姉の声は、受話器を直接耳に当てていなくともそれなりに聞こえて来た。
『――あなたが灰羽さんですか? はじめまして。私は守野青羽の姉の、守野紅羽と申します』
「“くれは”さんですね? 御丁寧にどうもありがとうございます。実はわたしのせいで弟さんに今まで御迷惑を掛けてしまいました。本当に申し訳ありません。わたしが体調不良の為、今日までずっと付き添って頂いていたんです。今日も倒れた所を助けて頂きました。御陰様で親戚の元まで無事に辿り着けました。弟さんが付いていなければ、辿り着く事は出来ませんでした。その際、わたしはお金を持ち合わせていなかったので、なおさら青羽さんはわたしを一人にしておく事が出来なかったのだと思います。本当に申し訳ありません」
一息に鳥子がそこまで説明してからしばし空白を空け――紅羽は口を開いた。
『――事情はよくわかりました。先ほど弟が言っていた話とようやく繋がりました。少々お節介過ぎる気もしますが、少なくとも悪い事をしたわけではなかった様で何よりです。外泊の件は不問にしましょう。ただし、昨日連絡を入れなかった点につきましてはきちんとけじめを付けさせます』
「あの、それにつきましては……」
『つきましては? それについても何か?』
「それもわたしのせいですので……どうか――」
それは半分その通りで、半分は違った。
「お姉ちゃん、鳥子さんは家に連絡を入れる様に言ってくれた。でもそうしなかったのは自分のせいだから」
聞こえたかどうかはわからないが、自分はそう言っていた。
『――弟はああ言っていますが?』
どうやらちゃんと聞こえた様だ。
「それでも……わたしのせいです。どうか叱らないでやって下さい」
『…………そうですか。考えておきます。それでは、また弟と変わって下さい』
鳥子はそれを聞いて、力無く受話器をだらりと下げた。今度は自分がそれを取り上げた。
「――変わりました」
『明日には帰って来られるの?』
「帰れない、大事な用事があるから」
『ふざけなさんな。夏期講習だってあるじゃない。行くって言ったのはあんたでしょ? お金を無駄にする気?』
「それよりもこっちの方が大事だから」
『また何かあんたは抱え込もうとしているでしょ? お節介が過ぎるのもいい加減にしなさいといつも言っているでしょ。あんたは昔から――』
いつもの小言が始まりそうだったので、自分はそれを最後まで聞く様な事はしなかった。
「――それでも帰らないから。夏休みが終わるまでには必ず帰ります。だから……ごめんなさい」
『――そう……なら勝手にしなさい』
すると、電話は向こうから切られてしまった。あの口調と態度を見るに、今までで一番怒っているのは確かだった。

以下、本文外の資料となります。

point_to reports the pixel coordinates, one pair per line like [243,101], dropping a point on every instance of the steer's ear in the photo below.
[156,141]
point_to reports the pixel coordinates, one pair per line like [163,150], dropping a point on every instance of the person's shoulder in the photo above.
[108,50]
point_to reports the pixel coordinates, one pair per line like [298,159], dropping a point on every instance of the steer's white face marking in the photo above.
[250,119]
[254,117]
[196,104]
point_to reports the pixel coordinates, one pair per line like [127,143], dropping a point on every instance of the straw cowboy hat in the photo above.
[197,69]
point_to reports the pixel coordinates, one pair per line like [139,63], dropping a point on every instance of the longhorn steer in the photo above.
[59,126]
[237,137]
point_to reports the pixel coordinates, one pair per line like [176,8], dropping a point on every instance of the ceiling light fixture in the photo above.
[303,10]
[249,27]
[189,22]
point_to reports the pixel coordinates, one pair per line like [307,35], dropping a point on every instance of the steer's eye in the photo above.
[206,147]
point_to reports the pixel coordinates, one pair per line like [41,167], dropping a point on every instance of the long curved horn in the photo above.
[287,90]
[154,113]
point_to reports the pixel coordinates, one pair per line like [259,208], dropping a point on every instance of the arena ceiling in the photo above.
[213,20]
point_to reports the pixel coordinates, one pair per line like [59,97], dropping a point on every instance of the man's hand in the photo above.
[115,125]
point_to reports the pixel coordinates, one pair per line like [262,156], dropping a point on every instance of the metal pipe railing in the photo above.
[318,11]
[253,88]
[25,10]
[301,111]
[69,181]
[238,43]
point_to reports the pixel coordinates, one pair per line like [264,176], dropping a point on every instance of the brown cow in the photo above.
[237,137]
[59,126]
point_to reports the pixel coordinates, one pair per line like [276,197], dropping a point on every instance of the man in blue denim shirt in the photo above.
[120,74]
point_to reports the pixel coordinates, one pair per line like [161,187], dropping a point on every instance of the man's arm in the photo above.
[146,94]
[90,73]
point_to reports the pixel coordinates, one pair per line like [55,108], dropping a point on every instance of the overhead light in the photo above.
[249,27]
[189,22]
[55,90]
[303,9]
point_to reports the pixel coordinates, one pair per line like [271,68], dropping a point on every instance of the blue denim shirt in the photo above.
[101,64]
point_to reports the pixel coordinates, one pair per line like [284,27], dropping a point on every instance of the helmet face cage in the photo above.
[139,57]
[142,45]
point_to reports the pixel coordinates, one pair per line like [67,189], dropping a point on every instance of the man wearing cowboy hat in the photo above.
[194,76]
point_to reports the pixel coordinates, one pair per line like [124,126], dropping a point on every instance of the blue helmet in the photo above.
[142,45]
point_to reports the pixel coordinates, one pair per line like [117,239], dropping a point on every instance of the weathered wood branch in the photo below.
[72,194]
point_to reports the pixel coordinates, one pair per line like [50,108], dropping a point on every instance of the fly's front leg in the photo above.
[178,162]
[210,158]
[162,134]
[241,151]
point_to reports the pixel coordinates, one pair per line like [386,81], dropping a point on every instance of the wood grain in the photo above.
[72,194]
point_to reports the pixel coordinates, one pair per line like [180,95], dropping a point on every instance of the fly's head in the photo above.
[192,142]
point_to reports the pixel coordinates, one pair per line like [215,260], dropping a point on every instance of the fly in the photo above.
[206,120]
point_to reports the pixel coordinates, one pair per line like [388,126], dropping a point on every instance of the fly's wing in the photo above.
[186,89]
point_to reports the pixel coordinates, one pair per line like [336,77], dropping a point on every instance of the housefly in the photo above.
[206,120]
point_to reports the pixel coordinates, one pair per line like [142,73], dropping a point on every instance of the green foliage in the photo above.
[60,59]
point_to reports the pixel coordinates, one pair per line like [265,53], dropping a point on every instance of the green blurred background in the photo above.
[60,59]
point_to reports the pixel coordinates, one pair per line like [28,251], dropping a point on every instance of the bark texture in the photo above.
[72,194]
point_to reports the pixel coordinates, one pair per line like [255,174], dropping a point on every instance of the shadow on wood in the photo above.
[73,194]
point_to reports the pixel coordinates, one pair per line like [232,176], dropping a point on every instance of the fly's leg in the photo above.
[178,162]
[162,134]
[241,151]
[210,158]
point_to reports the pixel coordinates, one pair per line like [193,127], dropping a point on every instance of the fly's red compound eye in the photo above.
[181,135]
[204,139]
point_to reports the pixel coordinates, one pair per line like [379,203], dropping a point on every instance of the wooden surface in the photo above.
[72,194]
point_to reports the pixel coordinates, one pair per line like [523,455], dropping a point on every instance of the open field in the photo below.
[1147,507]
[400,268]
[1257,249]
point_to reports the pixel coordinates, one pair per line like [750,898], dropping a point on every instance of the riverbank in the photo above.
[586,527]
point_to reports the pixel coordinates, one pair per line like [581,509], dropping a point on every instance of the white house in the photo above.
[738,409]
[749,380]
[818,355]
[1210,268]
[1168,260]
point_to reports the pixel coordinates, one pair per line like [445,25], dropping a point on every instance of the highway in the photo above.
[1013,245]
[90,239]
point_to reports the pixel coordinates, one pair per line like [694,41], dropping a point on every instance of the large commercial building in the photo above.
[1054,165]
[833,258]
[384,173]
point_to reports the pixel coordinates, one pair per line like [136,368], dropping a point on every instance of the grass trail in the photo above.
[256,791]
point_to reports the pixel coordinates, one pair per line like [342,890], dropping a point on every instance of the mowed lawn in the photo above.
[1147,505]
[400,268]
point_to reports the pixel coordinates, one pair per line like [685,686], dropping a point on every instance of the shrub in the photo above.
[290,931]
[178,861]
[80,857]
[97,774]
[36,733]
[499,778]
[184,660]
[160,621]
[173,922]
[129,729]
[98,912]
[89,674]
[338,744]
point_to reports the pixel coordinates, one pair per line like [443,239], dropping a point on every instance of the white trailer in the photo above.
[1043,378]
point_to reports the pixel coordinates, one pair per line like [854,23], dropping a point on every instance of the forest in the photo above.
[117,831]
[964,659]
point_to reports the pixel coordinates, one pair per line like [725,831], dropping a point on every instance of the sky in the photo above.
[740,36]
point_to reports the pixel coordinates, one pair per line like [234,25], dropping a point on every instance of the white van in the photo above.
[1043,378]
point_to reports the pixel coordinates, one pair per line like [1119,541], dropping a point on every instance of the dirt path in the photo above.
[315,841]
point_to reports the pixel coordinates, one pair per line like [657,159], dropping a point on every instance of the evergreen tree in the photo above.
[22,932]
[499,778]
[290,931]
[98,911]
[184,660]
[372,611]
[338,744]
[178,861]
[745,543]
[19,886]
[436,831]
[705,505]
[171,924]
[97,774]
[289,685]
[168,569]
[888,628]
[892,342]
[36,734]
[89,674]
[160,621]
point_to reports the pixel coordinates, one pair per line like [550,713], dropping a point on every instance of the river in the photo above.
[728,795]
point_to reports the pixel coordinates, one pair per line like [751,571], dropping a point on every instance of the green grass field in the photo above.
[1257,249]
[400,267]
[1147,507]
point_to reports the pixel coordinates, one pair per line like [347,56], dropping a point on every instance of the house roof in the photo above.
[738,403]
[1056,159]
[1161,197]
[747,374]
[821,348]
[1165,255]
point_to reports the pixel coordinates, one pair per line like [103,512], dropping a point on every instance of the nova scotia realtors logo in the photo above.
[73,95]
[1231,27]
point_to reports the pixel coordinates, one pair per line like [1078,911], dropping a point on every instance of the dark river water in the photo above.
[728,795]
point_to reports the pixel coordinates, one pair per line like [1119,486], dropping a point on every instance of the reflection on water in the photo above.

受話器をカチャンと置いて振り返ると、鳥子と色が向かい合って、廊下にうつむいたまま立っていた。まるで、二人して反省しているかの様に見えた。
「……二人ともどうしたの?」
「………………」
「………………」
声をかけても、二人とも何も言わない。
「家の姉はさ、感情的に話す人だから。気にしなくていいよ。怒る時はいつもああいう感じだから」
こちらの言う事は聞きもせず、二人は会話を始める。
「――色はどう思う?」
「――青羽様は楽観的過ぎると思われます」
二人は同時にこちらに向き直って言った。
「あんな怖い人によくあんな事言えたわね、呆れたわ……」
「後でもう一度御電話なさった方がよろしいかと思われます」
「ははっ! 二人とも大げさだなぁ。いつもああいう感じだから気にしないでいいよ」
そう思わないと、自分でも内心やり切れないと思っていたのは秘密だ。